That is a good combo and the parts I'm getting for my build








Too bad I don't have a microcenter down here (Louisisana)








Have to buy everything from newegg


----------



## pioneerisloud

Quote:


> Originally Posted by *nickbunyun*
> 
> Hi guys..
> 
> im thinking to get this ram .... on a asrock z77 extreme4 with 3570k all from microcenter ( mobo/cpu/ram upgrade )
> is that a good combo with this ram? or should i invest in ram a lil more?


Do it.









I seriously couldn't be more impressed with "value" RAM. I'm at DDR3-2000, 9-9-9-24-1T with mine.


----------



## Kristof

Is anyone else seeing that memtest86+ isnt reading the ram correctly?
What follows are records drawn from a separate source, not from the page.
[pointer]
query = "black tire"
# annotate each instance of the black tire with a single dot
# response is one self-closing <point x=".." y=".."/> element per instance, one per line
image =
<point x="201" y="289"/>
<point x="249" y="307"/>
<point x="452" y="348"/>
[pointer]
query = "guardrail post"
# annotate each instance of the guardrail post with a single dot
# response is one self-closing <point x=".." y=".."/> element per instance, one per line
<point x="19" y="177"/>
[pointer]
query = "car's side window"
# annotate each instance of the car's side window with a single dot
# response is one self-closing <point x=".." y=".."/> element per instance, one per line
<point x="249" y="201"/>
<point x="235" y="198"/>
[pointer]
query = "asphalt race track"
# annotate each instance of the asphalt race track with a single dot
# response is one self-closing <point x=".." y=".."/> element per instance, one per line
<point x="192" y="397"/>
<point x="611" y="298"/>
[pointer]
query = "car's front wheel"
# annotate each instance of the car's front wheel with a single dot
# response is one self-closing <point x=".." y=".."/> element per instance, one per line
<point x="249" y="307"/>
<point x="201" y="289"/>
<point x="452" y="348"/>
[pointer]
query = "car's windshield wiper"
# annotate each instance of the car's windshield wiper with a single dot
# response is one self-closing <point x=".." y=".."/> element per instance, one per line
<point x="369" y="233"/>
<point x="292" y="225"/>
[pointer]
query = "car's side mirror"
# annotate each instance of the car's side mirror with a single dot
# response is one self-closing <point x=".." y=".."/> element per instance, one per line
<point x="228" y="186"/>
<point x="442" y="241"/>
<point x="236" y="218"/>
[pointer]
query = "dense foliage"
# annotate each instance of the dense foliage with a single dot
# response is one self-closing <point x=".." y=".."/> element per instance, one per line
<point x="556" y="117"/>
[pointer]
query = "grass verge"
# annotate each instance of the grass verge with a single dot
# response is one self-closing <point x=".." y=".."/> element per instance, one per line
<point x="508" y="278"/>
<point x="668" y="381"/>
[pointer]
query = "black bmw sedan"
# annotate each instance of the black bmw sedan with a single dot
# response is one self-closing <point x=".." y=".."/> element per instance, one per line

For me it is reading that the IMC is at 70mhz and at DDR3-1322 9-9-9-24
When, I am really at 1866mhz 9-9-9-24.


----------



## SimpleTech

Quote:


> Originally Posted by *Kristof*
> 
> Is anyone else seeing that memtest86+ isnt reading the ram correctly?
> For me it is reading that the IMC is at 70mhz and at DDR3-1322 9-9-9-24
> When, I am really at 1866mhz 9-9-9-24.


Make sure you're using the latest Memtest86+ v5.00 Beta 1:

http://www.memtest.org/download/beta/500b1/mt500b1.bin
http://www.memtest.org/download/beta/500b1/mt500b1.iso
http://www.memtest.org/download/beta/500b1/mt500b1.usb.exe

(source)


----------



## Kristof

Quote:


> Originally Posted by *SimpleTech*
> 
> Make sure you're using the latest Memtest86+ v5.00 Beta 1:
> http://www.memtest.org/download/beta/500b1/mt500b1.bin
> http://www.memtest.org/download/beta/500b1/mt500b1.iso
> http://www.memtest.org/download/beta/500b1/mt500b1.usb.exe
> (source)


Thanks. =)


----------



## Special_K

I got my 4x4 set to 2022 at 10-10-10-28 1t at 1.5v. I am much happier with this than the ocz obsidian 1600 kit that isn't compatible with my Gene V at stock speed. They could only run 1347 max no matter the timings or voltage.

Sent from my Evo LTE using Tapatalk 2


----------



## Canis-X

I'm not sure if this has been posted before but I just thought that I would share something I found for those of you that would like a little more information on RAM settings and timings. The link below is for an ASUS Rampage IV Extreme, but I'm sure you could use the same information on most builds...

http://rog.asus.com/forum/showthread.php?5835-ASUS-Rampage-IV-Extreme-UEFI-Guide-for-Overclocking

Cheers!!


----------



## Matt-Matt

Quote:


> Originally Posted by *Canis-X*
> 
> I'm not sure if this has been posted before but I just thought that I would share something I found for those of you that would like a little more information on RAM settings and timings. The link below is for an ASUS Rampage IV Extreme, but I'm sure you could use the same information on most builds...
> http://rog.asus.com/forum/showthread.php?5835-ASUS-Rampage-IV-Extreme-UEFI-Guide-for-Overclocking
> Cheers!!


+ Rep

Thanks! I'll have a read of that later in the week!


----------



## anubis1127

I decided to take my 2 x 4gb Samsung 30nm sticks out of my p55 rig, and swap them over to the folding rig, so I could try OC'ing these guys. On the p55 rig, I'm only running my i7 @ 3.6ghz, so it wasn't really pushing these sticks.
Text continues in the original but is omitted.